First of all, Prof. Brian Britt of Virginia Tech penned a scholarly and wonderful article about how mainstream Mormons are these days in lieu of certain pop-culture, political and religious demographic events and trends – quite specifically the unseemly Broadway musical “The Book of Mormon.” I enjoyed how Prof. Britt wove together various occurences to make a striking point concerning the mainstream nature of American Mormonism. With that in mind, I do want to bring up one point in regards to his article’s coverage of the LDS.
When the author says in paragraph five, “But Mormons, predominantly white and prosperous, are perceived as more mainstream and ‘American’ than Muslims” he overgeneralizes a much more diverse reality.
Although AmericanMormonism is predominantly caucasian, Mormons occupy the middle in terms of economic prosperity and education, with Jews, Buddhists and Hindus all tending to be higher educated and more prosperous. Overall, Mormons are only slightly more likely to be middle-class than the typical American (read a report from the Pew Forum here).

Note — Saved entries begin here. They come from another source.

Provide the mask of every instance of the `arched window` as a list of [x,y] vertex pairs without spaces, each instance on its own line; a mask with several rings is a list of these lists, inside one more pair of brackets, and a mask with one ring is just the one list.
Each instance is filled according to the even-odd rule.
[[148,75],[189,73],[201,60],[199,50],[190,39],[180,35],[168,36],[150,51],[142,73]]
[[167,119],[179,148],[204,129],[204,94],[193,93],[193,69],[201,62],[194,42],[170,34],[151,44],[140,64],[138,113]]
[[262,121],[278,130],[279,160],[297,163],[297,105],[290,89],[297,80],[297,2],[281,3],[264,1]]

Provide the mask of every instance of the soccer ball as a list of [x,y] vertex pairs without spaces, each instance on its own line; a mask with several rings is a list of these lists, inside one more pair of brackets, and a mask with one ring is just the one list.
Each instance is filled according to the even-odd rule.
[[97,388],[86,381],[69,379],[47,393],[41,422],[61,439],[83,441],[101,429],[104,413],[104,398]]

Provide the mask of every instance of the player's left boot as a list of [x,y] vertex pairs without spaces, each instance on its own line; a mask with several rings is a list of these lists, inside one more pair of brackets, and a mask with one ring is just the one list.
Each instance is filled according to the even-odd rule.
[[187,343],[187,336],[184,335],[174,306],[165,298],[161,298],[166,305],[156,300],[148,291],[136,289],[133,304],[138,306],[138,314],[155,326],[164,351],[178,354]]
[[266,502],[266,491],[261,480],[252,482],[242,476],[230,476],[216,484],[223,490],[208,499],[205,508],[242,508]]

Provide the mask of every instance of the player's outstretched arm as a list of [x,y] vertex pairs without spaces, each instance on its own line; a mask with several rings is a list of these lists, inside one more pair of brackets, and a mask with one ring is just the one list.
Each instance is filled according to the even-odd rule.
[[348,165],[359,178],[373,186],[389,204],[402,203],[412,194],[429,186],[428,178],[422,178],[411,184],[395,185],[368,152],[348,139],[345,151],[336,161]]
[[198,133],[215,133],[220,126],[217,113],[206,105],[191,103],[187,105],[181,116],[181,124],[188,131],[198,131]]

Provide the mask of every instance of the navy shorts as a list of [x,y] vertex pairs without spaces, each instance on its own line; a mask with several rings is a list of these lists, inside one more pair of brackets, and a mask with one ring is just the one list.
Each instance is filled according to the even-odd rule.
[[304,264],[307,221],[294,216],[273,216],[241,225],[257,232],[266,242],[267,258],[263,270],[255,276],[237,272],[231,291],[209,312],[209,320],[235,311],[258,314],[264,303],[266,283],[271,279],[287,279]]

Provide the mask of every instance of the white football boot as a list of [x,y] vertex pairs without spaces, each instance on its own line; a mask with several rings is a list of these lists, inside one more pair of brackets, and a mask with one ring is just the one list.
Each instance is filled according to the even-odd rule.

Furthermore, internationally, Mormonism is by no means “predominantly white and prosperous.” Indeed, American Mormonism represents only half of the international population with South Americans, Asians, Europeans, Pacific Islanders and Africans making up the other half of the international LDS church. I bring this up due to the fact that in my religious education classes many students are surprised to find that Mormons are so diverse given the very popular presupposition that Mormons are overwhelmingly “white and prosperous.”
While the majority of Mormons in America (granted, the focus of this essay) are indeed white, they are not necessarily prosperous. Internationally Mormons are much more diverse. In reporting on how Mormons are more and more mainstream, it might also be worth noting that following wider immigration trends in the U.S.A., American Mormonism is browning and becoming more ethnically and economically diverse by the day.
Again, I must reiterate my appreciation for Prof. Britt and his article, but I thought the above worth noting in terms of the wider misperceptions of American Mormons, no matter how mainstream they may be or becoming.